In part of the Kenpo "Old School" type of training body conditioning was required. Today many of the newer Kempo / Kenpo schools do not include any sort of body conditioning.
I believe that in these old Kenpo schools were training you to become a good street fighter, there training was not just for self defense.
At my school the advanced Kyu ranks and Black Belts still do impact training. Are there any other Kempo / Kenpo schools out there that still do this training? If so why or why not.
:whip:


----------



## Danjo (Jan 14, 2008)

LawDog said:


> In part of the Kenpo "Old School" type of training body conditioning was required. Today many of the newer Kempo / Kenpo schools do not include any sort of body conditioning.
> I believe that in these old Kenpo schools were training you to become a good street fighter, there training was not just for self defense.
> At my school the advanced Kyu ranks and Black Belts still do impact training. Are there any other Kempo / Kenpo schools out there that still do this training? If so why or why not.
> :whip:


 
Yes sir, we do. AS mentioned on a different thread, we do what we call "Kiai Drills" that involve a student standing in a horse stance with hands chambered while the entire school forms a monkey line and hits the student in the stomach while the student Kias as he recieves the punch. I've seen it done (and had it done to me) with elbows and feet also.

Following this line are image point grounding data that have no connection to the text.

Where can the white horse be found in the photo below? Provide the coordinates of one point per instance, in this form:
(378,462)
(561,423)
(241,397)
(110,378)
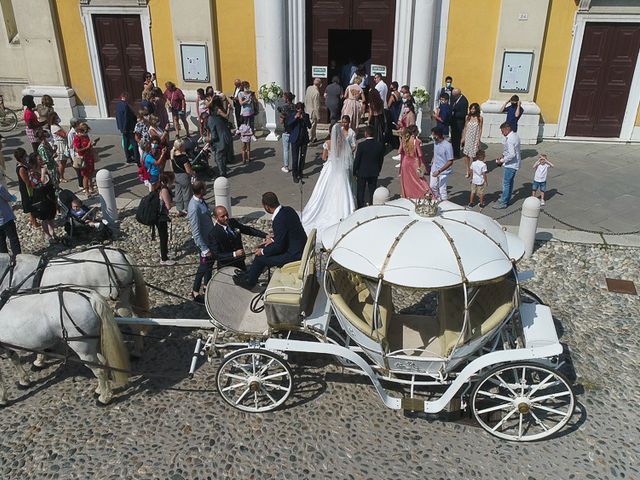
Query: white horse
(81,317)
(108,271)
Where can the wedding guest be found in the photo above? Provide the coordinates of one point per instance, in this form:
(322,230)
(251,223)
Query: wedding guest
(178,106)
(441,165)
(285,111)
(332,99)
(298,123)
(32,124)
(412,169)
(471,136)
(312,105)
(126,122)
(459,111)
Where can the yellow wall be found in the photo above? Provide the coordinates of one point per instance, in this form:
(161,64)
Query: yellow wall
(236,33)
(164,57)
(76,52)
(555,59)
(471,43)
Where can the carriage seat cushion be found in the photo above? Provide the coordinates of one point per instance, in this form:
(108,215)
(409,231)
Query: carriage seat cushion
(287,283)
(353,299)
(284,287)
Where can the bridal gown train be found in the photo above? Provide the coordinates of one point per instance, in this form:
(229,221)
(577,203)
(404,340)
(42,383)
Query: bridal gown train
(332,197)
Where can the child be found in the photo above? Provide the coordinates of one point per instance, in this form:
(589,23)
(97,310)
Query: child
(202,110)
(62,149)
(479,178)
(541,168)
(245,137)
(442,114)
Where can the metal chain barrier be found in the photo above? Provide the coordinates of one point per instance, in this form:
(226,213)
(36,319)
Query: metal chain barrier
(586,230)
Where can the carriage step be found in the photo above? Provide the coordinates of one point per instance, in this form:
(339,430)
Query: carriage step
(412,404)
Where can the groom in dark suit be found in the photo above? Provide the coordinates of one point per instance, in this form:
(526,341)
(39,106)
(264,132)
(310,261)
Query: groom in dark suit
(286,246)
(225,240)
(367,166)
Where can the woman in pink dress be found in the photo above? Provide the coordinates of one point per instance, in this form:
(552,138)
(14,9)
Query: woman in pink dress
(412,170)
(353,101)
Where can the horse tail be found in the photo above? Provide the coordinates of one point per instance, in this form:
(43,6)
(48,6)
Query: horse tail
(111,344)
(140,303)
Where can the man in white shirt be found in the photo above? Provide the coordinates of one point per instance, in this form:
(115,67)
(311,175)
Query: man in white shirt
(312,106)
(510,160)
(382,88)
(442,163)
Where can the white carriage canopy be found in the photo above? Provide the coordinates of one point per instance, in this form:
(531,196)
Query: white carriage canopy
(395,243)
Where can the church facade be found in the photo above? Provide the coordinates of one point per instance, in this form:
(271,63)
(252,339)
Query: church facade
(573,63)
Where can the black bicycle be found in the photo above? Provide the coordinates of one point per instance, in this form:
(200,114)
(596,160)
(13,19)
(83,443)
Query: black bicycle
(8,117)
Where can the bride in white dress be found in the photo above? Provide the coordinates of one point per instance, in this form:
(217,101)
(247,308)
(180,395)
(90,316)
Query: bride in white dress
(332,197)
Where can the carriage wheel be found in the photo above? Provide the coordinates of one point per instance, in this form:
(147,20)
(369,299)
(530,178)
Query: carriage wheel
(522,402)
(254,380)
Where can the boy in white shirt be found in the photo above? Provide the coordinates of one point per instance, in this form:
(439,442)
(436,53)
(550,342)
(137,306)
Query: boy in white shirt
(541,168)
(479,179)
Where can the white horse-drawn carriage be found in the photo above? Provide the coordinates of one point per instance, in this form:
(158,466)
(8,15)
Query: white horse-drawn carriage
(424,299)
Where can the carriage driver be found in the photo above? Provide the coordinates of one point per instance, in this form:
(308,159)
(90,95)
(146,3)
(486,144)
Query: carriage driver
(225,240)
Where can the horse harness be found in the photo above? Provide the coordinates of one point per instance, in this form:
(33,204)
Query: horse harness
(36,277)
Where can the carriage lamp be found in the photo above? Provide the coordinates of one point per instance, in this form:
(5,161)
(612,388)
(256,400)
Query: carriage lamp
(427,206)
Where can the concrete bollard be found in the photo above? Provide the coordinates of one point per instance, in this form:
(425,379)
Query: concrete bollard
(529,224)
(222,192)
(104,180)
(381,195)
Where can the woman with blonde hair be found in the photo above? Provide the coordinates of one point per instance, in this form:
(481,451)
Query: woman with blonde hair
(84,150)
(184,173)
(353,101)
(412,169)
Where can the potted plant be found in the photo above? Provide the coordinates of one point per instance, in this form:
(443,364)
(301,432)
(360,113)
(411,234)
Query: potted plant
(421,98)
(270,93)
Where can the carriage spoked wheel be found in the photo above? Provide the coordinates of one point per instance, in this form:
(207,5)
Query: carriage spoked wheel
(254,380)
(522,402)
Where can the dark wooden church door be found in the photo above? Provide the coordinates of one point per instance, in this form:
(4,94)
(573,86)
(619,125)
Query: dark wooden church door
(122,59)
(603,79)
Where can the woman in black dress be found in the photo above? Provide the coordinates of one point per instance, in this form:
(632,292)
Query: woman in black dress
(26,192)
(43,205)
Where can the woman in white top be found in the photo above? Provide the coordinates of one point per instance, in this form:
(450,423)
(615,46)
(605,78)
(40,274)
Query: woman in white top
(332,197)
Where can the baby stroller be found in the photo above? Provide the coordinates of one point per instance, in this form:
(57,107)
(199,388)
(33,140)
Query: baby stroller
(199,157)
(84,225)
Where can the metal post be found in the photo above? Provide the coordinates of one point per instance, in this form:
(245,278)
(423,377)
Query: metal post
(529,224)
(104,180)
(381,195)
(222,192)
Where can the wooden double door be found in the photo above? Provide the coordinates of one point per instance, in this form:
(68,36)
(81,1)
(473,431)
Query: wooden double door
(339,31)
(121,55)
(603,79)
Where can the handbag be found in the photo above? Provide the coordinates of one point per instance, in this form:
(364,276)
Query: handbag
(78,162)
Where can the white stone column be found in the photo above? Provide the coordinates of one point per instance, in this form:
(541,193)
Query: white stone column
(271,53)
(420,66)
(271,42)
(297,48)
(402,41)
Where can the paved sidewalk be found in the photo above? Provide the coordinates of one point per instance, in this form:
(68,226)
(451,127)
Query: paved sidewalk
(593,186)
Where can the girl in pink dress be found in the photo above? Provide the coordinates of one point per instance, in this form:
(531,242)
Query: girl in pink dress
(412,170)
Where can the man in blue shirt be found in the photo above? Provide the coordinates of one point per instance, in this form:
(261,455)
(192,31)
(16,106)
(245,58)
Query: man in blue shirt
(514,111)
(126,121)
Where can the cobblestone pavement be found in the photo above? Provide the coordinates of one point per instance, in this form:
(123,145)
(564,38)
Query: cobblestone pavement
(580,190)
(334,426)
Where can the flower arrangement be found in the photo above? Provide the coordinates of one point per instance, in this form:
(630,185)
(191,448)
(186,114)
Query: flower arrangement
(420,96)
(270,92)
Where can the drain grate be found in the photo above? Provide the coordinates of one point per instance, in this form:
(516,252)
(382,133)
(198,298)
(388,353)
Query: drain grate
(616,285)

We also use forearm conditioning drills where two students face each other and clash their forearms into each other's for however many reps the instructor calls out.

Plus, being Kajukenbo, we beat the hell out of each other in sparring.


----------



## LawDog (Jan 15, 2008)

Sounds "old school" to me. We do similar drills.


----------



## KempoGuy06 (Jan 15, 2008)

Danjo said:


> Yes sir, we do. AS mentioned on a different thread, we do what we call "Kiai Drills" that involve a student standing in a horse stance with hands chambered while the entire school forms a monkey line and hits the student in the stomach while the student Kias as he recieves the punch. I've seen it done (and had it done to me) with elbows and feet also.
> 
> We also use forearm conditioning drills where two students face each other and clash their forearms into each other's for however many reps the instructor calls out.
> 
> Plus, being Kajukenbo, we beat the hell out of each other in sparring.


we've never done anything like that (sounds fun though, id be up for it.) But as far as sparring goes, me (blue belt) and the assistant instructor (1st degree) will go all out every now and then, really keeps me on my toes

B


----------



## LawDog (Jan 15, 2008)

It may sound rough but if it is done with a instructor that has been trained in doing this it can be "fun".


----------



## Jdokan (Jan 16, 2008)

LawDog said:


> It may sound rough but if it is done with a instructor that has been trained in doing this it can be "fun".


 
Good Point AL..Ego's are to checked upon entering...We did alot of this in Peabody....It was always interesting to watch some of the personalities as things heated up.....Without going into too much detail we had to "throw" out a few folks after several counseling session didn't seem to bring about change...

I found the body bangin' to develop more than just the physical.....I'll bet everyone has a few stories to tell....


----------



## RevIV (Jan 17, 2008)

Jdokan said:


> I found the body bangin' to develop more than just the physical.....I'll bet everyone has a few stories to tell....


 
There is def. something to say about developing more than just the physical.. Its funny we were doing the forearm drills that Danjo spoke of yesterday,, we call them Wing Chun exercises (used to do them on the wooden dummy in NY).  With the younger students we always prep them mentally.. We tell them they will have bruises tommorow but to be proud of them.  That every bruise makes you stronger for the next time.  Every time you want to say "oww" you kiai instead.  the first class was the 7-9 yr old beg.  (with two 5 yr olds in there)  for coordination purposes it was only the outward block clash with footwork.  Some faces looked scared but we encourage with high energy feelings of being tougher and acting older.  I will say after 4 hours with 4 classes in a row of doing this, i myself am a little sore and bruised today.
Jesse


----------